La Terre a connu au fil des âges plusieurs vagues d’extinctions massives qui ont bouleversé sa biodiversité. Parmi ces épisodes cataclysmiques, les spécialistes en citent cinq majeurs, souvent désignés par le surnom des « Big Five ». Toutefois, une piste de recherche menée par Alexis Quintana, astrophysicien à l’Université d’Alicante, examine un lien possible entre ces extinctions et les explosions de supernovas. Cette hypothèse pourrait bien transformer notre façon de voir les forces cosmiques qui influent sur la vie sur notre planète.
Les grandes extinctions sur Terre
Les toutes premières extinctions massives se sont produites à la fin de l’Ordovicien et du Dévonien. L’extinction ordovicienne, il y a 445 millions d’années, a vu disparaître 60 % des invertébrés marins. Quelques millions d’années plus tard, l’extinction du Dévonien, survenue il y a environ 372 millions d’années, a éliminé près de 70 % de toutes les espèces présentes à l’époque. Ces événements ont marqué un tournant léger dans le fil de l’évolution de la Terre.
Parmi les autres discontinuités, celle qui a clôturé l’ère des dinosaures à la fin du Crétacé reste très connue, car elle a anéanti 75 % des espèces vivantes. Si on a souvent attribué ces bouleversements à des causes liées à la Terre ou à des changements de climat, l’étude d’Alexis Quintana nous ouvre une nouvelle perspective en regardant vers les étoiles.
Le rôle proposé des supernovas
Les éruptions cosmiques pourraient être en lien avec ces effacements de vie sur Terre, selon Alexis Quintana. En étudiant les étoiles de type OB (celles qui sont très massives, extrêmement chaudes et ne vivent pas longtemps), il a répertorié des galaxies massives dans notre galaxie. Ces étoiles explosent en général entre 15 et 30 fois par million d’années.
Une explosion proche aurait des conséquences désastreuses pour nous. Les fortes radiations pourraient, par exemple, arracher la couche d’ozone de notre atmosphère, provoquer des pluies acides et laisser la vie exposée aux rayons ultraviolets agressifs du soleil (ce qui augmenterait les risques de mutations et de cancers chez les êtres vivants).

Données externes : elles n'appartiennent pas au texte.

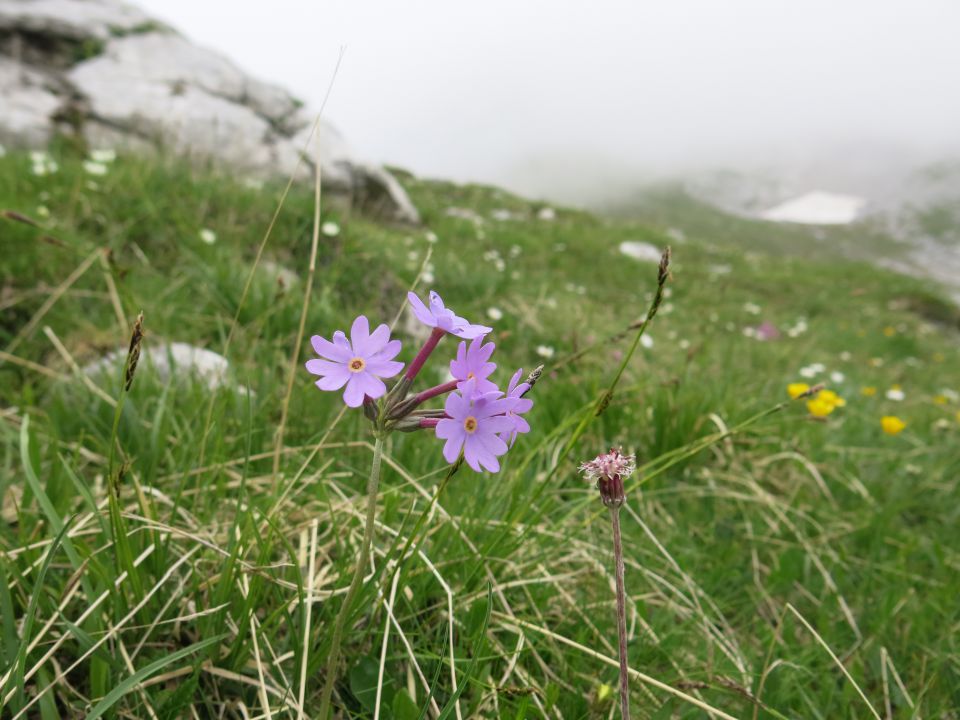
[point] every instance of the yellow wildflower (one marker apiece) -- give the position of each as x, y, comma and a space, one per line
819, 407
831, 397
797, 389
891, 424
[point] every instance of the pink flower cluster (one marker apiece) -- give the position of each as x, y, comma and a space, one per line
478, 419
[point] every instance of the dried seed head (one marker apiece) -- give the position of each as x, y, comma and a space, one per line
664, 269
533, 377
133, 354
608, 471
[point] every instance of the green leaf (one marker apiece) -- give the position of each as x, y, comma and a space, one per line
363, 683
128, 684
404, 708
19, 668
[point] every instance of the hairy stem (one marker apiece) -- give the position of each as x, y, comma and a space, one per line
333, 658
621, 614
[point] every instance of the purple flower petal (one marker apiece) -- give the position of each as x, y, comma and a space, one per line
353, 395
371, 385
388, 352
327, 349
378, 339
359, 335
451, 449
323, 367
334, 381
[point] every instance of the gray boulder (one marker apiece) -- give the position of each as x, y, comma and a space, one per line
109, 73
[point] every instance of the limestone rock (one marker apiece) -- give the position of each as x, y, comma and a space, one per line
106, 71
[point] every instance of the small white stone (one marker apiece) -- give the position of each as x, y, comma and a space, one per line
103, 155
93, 167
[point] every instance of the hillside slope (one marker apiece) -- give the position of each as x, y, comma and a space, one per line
749, 553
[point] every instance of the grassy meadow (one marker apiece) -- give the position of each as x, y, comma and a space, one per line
778, 565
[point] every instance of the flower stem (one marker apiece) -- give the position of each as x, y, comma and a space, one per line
373, 486
446, 387
621, 614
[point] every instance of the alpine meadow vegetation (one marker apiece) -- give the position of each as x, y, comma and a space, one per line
365, 509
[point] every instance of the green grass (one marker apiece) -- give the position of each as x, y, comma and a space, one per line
854, 529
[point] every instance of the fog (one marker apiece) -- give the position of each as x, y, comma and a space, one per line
575, 100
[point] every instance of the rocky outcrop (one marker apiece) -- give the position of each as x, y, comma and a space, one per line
112, 75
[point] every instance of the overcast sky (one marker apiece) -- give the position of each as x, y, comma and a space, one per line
548, 96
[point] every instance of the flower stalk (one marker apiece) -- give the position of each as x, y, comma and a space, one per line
608, 471
428, 347
621, 613
333, 657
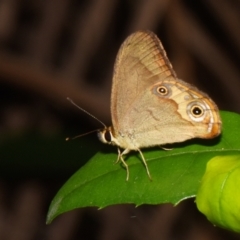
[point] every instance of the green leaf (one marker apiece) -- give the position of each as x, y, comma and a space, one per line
219, 193
176, 173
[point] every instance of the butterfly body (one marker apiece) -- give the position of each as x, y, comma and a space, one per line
149, 105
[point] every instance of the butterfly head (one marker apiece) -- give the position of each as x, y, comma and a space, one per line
106, 136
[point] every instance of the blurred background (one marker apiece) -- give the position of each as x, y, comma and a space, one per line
53, 49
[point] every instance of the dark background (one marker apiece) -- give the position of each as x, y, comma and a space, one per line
53, 49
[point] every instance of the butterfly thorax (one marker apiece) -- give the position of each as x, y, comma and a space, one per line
109, 136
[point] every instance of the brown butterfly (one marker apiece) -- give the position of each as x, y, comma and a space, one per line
149, 105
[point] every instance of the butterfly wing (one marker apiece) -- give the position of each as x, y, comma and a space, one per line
142, 113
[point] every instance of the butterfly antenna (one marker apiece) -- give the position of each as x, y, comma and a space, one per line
71, 138
71, 101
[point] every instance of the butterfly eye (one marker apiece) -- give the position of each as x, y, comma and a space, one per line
162, 90
197, 111
107, 136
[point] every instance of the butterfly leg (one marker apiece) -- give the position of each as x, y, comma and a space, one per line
145, 164
120, 157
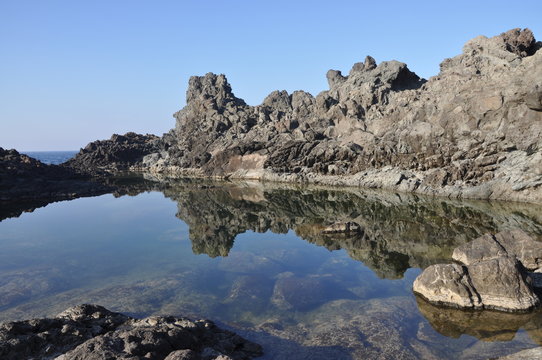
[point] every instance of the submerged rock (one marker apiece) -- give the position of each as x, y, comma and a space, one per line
490, 278
93, 332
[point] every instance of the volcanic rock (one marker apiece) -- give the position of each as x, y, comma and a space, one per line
93, 332
472, 131
116, 154
491, 277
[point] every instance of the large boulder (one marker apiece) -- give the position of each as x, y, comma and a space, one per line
492, 274
447, 284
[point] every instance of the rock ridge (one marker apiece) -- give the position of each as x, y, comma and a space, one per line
472, 131
93, 332
491, 272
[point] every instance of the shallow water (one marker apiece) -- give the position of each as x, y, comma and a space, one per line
51, 157
256, 258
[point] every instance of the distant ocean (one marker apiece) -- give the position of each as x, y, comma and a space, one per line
51, 157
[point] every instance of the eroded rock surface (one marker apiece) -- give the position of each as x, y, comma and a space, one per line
472, 131
116, 154
491, 275
93, 332
26, 182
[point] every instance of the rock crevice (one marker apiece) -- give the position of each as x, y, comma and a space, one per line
492, 274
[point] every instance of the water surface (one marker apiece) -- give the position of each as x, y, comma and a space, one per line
51, 157
259, 259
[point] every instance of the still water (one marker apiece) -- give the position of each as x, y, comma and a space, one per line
258, 259
51, 157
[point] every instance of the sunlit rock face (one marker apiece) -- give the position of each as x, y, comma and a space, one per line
472, 131
489, 274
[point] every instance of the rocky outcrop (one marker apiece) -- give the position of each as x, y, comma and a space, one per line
116, 154
26, 182
491, 276
93, 332
472, 131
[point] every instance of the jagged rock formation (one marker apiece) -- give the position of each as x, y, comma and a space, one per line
26, 182
116, 154
93, 332
473, 131
492, 274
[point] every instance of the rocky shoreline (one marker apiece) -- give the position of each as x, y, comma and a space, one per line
26, 183
93, 332
472, 131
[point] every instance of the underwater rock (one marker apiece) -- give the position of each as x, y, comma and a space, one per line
490, 278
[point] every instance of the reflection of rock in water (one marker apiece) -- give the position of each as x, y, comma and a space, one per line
392, 232
485, 325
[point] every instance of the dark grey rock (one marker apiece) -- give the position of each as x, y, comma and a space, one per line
492, 276
473, 131
93, 332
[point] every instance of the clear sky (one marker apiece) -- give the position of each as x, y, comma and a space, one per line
76, 71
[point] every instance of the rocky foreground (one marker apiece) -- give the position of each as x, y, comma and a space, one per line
27, 183
472, 131
491, 272
93, 332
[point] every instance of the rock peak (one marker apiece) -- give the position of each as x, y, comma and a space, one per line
210, 87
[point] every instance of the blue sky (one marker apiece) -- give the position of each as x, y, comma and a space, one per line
76, 71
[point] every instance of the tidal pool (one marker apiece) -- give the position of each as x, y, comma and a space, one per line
260, 259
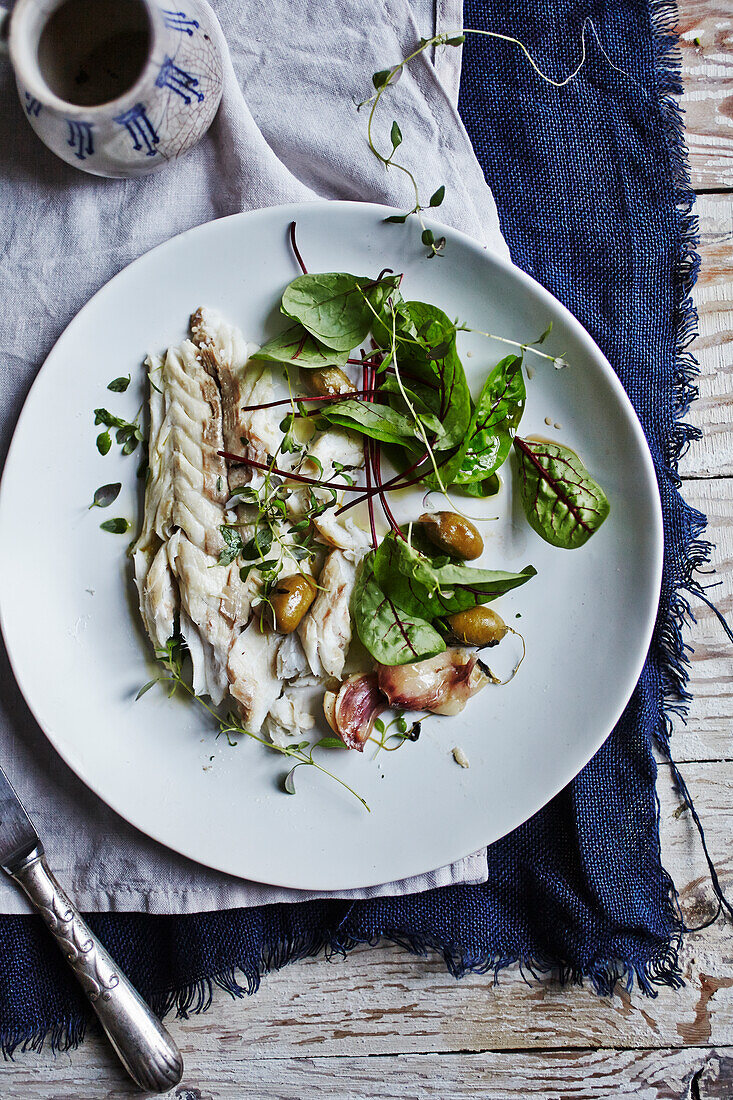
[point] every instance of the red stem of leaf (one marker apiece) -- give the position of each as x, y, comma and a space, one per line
393, 483
287, 400
368, 461
287, 474
296, 250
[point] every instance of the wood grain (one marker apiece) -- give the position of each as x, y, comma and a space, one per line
708, 734
580, 1075
384, 1024
707, 41
712, 457
384, 1002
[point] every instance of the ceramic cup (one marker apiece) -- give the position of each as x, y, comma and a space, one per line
117, 87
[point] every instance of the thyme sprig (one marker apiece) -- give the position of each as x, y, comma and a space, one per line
385, 78
172, 659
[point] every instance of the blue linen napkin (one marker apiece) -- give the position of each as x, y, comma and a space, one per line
592, 191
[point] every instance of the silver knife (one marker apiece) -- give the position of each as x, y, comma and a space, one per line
142, 1043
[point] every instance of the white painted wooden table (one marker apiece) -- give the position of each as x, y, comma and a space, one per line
383, 1024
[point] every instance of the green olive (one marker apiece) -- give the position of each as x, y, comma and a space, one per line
291, 598
478, 626
328, 381
453, 535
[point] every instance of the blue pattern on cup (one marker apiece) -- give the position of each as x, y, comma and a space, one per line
140, 129
178, 21
80, 139
32, 106
178, 80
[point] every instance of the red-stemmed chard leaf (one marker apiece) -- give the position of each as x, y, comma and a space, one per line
560, 498
391, 635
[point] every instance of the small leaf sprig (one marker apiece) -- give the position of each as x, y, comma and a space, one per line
128, 436
387, 77
172, 659
382, 80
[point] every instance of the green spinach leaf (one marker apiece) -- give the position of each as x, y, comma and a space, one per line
391, 635
233, 546
562, 503
495, 418
296, 345
435, 589
429, 356
337, 308
379, 421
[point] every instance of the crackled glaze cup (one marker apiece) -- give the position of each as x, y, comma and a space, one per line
117, 87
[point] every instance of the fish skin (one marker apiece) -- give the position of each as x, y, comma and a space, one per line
200, 586
199, 474
156, 592
288, 717
226, 355
326, 630
159, 595
252, 672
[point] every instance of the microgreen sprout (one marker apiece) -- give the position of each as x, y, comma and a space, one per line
172, 659
386, 78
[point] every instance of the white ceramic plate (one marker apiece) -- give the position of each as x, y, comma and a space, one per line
67, 602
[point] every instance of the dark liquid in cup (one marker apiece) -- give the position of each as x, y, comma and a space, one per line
91, 52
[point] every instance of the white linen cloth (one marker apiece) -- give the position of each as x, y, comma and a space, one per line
286, 131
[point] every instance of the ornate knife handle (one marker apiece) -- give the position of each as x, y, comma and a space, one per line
142, 1043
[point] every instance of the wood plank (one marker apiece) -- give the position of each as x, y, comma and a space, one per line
703, 1074
708, 733
383, 1002
706, 28
712, 457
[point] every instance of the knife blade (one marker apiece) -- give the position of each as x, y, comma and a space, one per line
142, 1043
18, 837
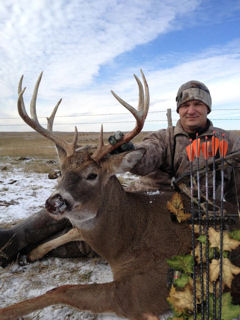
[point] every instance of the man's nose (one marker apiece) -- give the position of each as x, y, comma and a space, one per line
191, 109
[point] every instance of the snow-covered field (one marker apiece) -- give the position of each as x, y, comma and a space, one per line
21, 195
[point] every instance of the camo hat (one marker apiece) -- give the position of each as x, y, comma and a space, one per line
194, 90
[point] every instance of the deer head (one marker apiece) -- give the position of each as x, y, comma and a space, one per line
85, 170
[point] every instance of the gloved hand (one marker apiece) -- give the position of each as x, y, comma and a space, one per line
117, 136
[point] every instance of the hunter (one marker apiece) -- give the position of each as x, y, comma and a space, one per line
165, 160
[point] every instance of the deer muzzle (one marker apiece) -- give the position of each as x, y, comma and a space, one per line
57, 205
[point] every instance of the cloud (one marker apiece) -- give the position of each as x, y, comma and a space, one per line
73, 41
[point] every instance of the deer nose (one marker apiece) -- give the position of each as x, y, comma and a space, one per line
57, 204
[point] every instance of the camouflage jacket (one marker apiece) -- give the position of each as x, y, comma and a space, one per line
166, 157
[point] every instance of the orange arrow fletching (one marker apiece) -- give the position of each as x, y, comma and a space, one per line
215, 145
205, 149
223, 146
190, 152
196, 147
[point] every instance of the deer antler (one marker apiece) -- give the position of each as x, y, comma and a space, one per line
34, 123
140, 116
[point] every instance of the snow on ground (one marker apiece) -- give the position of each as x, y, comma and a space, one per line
22, 194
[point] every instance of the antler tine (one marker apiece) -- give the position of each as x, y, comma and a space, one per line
147, 96
34, 123
52, 116
139, 115
33, 111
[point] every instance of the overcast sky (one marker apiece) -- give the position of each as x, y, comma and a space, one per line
87, 48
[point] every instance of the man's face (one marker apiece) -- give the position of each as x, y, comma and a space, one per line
193, 115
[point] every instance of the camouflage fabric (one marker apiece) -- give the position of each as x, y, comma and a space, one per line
166, 157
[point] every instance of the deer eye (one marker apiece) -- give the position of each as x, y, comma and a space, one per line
92, 176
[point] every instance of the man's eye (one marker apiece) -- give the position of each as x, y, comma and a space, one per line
92, 176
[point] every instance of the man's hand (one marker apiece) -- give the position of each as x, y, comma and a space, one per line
117, 136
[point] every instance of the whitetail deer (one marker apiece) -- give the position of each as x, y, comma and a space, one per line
134, 232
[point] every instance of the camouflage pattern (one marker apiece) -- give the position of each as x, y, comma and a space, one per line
166, 157
194, 90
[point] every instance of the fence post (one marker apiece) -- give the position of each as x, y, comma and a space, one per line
169, 117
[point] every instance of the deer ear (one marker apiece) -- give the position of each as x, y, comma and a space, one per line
126, 161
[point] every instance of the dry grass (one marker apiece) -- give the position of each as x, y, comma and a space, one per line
31, 144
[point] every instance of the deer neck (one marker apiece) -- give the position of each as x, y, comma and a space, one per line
108, 234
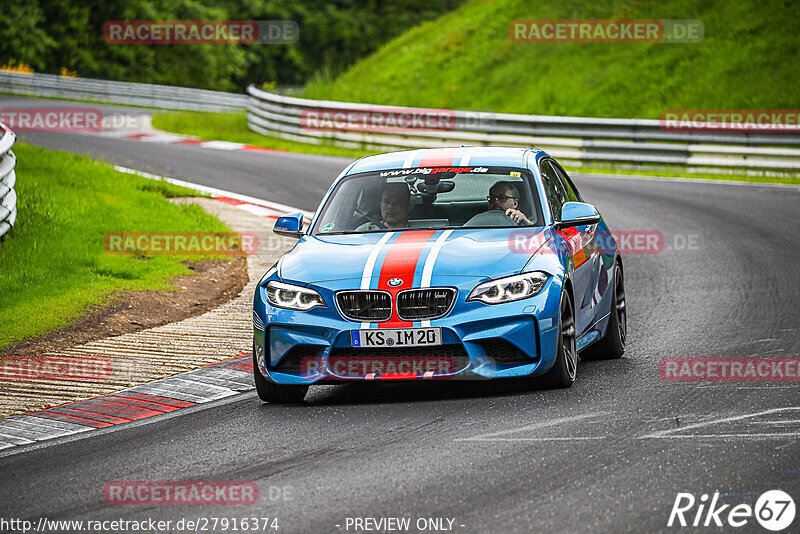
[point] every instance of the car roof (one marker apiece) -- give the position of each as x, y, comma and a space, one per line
446, 157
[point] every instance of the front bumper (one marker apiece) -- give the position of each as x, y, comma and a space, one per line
479, 341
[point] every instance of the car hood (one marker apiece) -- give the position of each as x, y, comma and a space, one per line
410, 255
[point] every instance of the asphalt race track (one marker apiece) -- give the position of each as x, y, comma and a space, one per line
608, 455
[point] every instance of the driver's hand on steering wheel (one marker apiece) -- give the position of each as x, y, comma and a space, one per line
517, 216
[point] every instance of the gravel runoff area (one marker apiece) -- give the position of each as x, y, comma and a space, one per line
151, 354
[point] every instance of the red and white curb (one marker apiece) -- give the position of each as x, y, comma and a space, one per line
256, 206
184, 390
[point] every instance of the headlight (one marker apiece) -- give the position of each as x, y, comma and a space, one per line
293, 297
509, 289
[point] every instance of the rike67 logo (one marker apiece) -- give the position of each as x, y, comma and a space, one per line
774, 510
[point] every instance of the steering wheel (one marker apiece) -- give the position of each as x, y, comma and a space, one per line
491, 218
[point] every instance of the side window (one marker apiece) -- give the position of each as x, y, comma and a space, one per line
572, 193
554, 189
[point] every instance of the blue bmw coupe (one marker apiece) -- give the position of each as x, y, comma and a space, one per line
434, 264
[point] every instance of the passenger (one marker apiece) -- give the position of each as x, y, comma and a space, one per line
504, 196
395, 206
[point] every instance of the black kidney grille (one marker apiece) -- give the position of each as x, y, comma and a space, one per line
365, 305
416, 304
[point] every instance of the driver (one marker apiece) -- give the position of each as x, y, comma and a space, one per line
395, 207
504, 196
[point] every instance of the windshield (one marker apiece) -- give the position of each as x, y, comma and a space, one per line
428, 198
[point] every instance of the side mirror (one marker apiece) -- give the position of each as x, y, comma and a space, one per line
577, 214
290, 225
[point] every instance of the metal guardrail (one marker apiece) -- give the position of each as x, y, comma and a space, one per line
138, 94
8, 197
583, 140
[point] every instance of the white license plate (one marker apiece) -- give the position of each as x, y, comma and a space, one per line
399, 337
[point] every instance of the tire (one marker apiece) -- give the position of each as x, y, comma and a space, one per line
276, 393
562, 374
612, 346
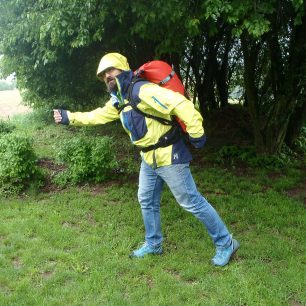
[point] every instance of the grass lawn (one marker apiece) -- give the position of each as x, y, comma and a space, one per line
71, 246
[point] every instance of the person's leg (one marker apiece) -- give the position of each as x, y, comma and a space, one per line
149, 193
181, 183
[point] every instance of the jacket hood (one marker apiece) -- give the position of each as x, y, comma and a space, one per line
115, 60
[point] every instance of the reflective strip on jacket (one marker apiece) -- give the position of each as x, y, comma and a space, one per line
144, 131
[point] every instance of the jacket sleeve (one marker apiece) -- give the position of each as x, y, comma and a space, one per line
100, 115
168, 102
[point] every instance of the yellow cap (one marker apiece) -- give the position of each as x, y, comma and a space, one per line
115, 60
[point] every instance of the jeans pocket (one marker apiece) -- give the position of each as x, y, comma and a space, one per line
135, 123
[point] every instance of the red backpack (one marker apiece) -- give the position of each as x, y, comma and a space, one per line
161, 73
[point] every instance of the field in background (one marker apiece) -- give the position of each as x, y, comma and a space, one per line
10, 104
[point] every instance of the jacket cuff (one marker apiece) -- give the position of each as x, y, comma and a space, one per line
65, 119
198, 142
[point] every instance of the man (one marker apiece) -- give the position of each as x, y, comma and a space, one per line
160, 164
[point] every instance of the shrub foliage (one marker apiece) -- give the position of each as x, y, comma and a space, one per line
87, 159
18, 167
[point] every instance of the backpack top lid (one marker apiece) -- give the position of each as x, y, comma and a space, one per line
161, 73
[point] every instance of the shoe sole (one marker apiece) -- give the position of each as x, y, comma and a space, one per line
234, 252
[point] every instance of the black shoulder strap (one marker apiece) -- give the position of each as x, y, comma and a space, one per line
132, 103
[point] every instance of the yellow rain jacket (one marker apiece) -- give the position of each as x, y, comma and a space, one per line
144, 131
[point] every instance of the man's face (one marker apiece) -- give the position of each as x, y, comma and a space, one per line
108, 76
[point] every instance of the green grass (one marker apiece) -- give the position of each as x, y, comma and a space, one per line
71, 246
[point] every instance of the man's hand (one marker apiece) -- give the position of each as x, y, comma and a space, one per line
57, 116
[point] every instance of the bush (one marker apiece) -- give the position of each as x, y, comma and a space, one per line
6, 127
87, 159
234, 154
18, 168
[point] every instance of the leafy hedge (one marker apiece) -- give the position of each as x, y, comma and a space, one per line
18, 164
87, 160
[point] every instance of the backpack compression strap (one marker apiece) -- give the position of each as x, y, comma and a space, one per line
136, 109
169, 138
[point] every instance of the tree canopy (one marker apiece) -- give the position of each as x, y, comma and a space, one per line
215, 46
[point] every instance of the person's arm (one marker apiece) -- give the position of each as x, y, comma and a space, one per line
100, 115
168, 102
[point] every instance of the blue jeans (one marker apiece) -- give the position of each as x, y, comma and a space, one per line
180, 181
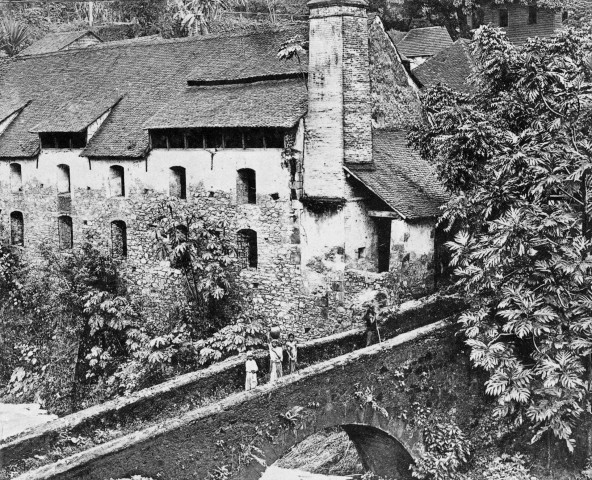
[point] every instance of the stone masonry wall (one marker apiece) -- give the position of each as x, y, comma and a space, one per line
279, 290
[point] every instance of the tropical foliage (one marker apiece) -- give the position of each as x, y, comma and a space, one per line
516, 154
13, 36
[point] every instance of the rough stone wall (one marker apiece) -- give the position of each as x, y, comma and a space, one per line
518, 29
412, 255
196, 443
309, 306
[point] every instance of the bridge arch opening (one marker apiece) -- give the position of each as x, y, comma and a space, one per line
380, 452
343, 450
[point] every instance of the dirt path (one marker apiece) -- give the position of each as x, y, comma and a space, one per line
15, 418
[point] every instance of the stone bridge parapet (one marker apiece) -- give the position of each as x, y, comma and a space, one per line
249, 430
193, 388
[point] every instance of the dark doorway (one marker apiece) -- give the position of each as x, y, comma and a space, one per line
383, 233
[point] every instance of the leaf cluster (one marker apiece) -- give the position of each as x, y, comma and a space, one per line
515, 153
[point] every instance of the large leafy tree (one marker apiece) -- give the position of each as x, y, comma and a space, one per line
515, 151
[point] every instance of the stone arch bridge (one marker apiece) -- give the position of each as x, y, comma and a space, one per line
368, 393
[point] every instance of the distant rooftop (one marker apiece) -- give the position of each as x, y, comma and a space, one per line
54, 42
421, 42
450, 67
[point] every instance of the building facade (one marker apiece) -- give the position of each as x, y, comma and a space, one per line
305, 161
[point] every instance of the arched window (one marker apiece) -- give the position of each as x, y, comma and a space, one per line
118, 239
177, 183
247, 248
65, 235
17, 229
246, 187
116, 181
16, 178
63, 179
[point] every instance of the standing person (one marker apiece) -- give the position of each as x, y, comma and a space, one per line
276, 356
292, 348
251, 370
371, 326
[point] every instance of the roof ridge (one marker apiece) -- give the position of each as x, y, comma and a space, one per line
167, 41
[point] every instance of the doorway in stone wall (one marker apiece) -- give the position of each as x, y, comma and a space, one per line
383, 232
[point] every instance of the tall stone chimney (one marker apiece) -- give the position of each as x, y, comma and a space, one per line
338, 124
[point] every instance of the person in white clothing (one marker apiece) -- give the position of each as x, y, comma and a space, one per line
276, 356
251, 369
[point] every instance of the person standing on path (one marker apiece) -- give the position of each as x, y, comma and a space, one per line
276, 356
251, 370
371, 326
292, 348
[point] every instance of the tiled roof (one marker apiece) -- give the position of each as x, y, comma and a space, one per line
451, 67
147, 75
401, 178
75, 115
421, 42
262, 48
277, 103
54, 42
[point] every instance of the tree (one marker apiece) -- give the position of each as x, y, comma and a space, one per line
70, 314
515, 153
13, 36
204, 252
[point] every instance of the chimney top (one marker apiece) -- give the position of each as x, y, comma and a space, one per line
337, 3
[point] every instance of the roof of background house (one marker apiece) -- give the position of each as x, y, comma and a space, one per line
54, 42
421, 42
400, 177
279, 103
451, 67
149, 76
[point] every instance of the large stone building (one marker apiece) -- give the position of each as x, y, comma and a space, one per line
306, 160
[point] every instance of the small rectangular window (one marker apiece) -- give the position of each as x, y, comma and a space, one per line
274, 138
233, 138
65, 235
253, 138
78, 139
532, 15
63, 140
176, 138
213, 138
503, 17
159, 139
194, 138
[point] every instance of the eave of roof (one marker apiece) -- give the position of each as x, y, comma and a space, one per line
400, 177
278, 103
76, 115
150, 75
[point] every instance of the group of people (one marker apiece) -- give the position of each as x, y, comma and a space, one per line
277, 351
276, 361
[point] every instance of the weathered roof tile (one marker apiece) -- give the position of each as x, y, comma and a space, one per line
401, 178
147, 75
54, 42
421, 42
451, 67
279, 103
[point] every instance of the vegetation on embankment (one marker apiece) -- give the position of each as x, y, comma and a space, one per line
119, 417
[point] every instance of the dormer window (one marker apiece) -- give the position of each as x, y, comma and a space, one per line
217, 138
532, 15
503, 17
63, 140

Comme le dit Nick Wright : « Les explosions de supernova sont parmi les plus énergétiques de l’univers ».
Sécurité actuelle et perspectives d’avenir
Heureusement, aucune étoile située à côté de nous ne semble prête à exploser de sitôt. Même si des étoiles comme Antares et Bételgeuse pourraient présenter ce risque dans un futur lointain, elles se trouvent à plus de 500 années-lumière. Dans une galaxie comme la Voie lactée, on observe en général une ou deux supernovas par siècle.
Il se trouve que l’histoire de la Terre suggère que deux grandes extinctions – celle du Dévonien tardif et celle de l’Ordovicien – pourraient bien avoir été provoquées par des supernovas proches. Les chercheurs calculent que le nombre actuel de supernovas autour de nous correspond au rythme des extinctions enregistrées dans nos archives géologiques.

Supernovas : à la fois destructrices et sources de renouveau
Même si elles peuvent causer des ravages pour la vie existante, les trous noirs supermassifs ont aussi un rôle de créatrices dans l’univers. En effet, elles dispersent des éléments lourds dans le milieu interstellaire, éléments indispensables à la formation de nouvelles étoiles et planètes (on peut imaginer que sans elles, notre système solaire et même la vie telle que nous la connaissons n’existeraient pas). Comme le résume Alexis Quintana : « Les explosions de supernova apportent des éléments chimiques lourds dans le milieu interstellaire ».
Ainsi, en poursuivant nos recherches sur ces phénomènes fascinants, on se rend compte que notre existence pourrait être intimement liée aux cycles réguliers régis par ces puissantes explosions. Les scientifiques continuent d’explorer ces interactions complexes entre notre planète et l’univers qui nous entoure, ouvrant la voie à de nouvelles découvertes étonnantes.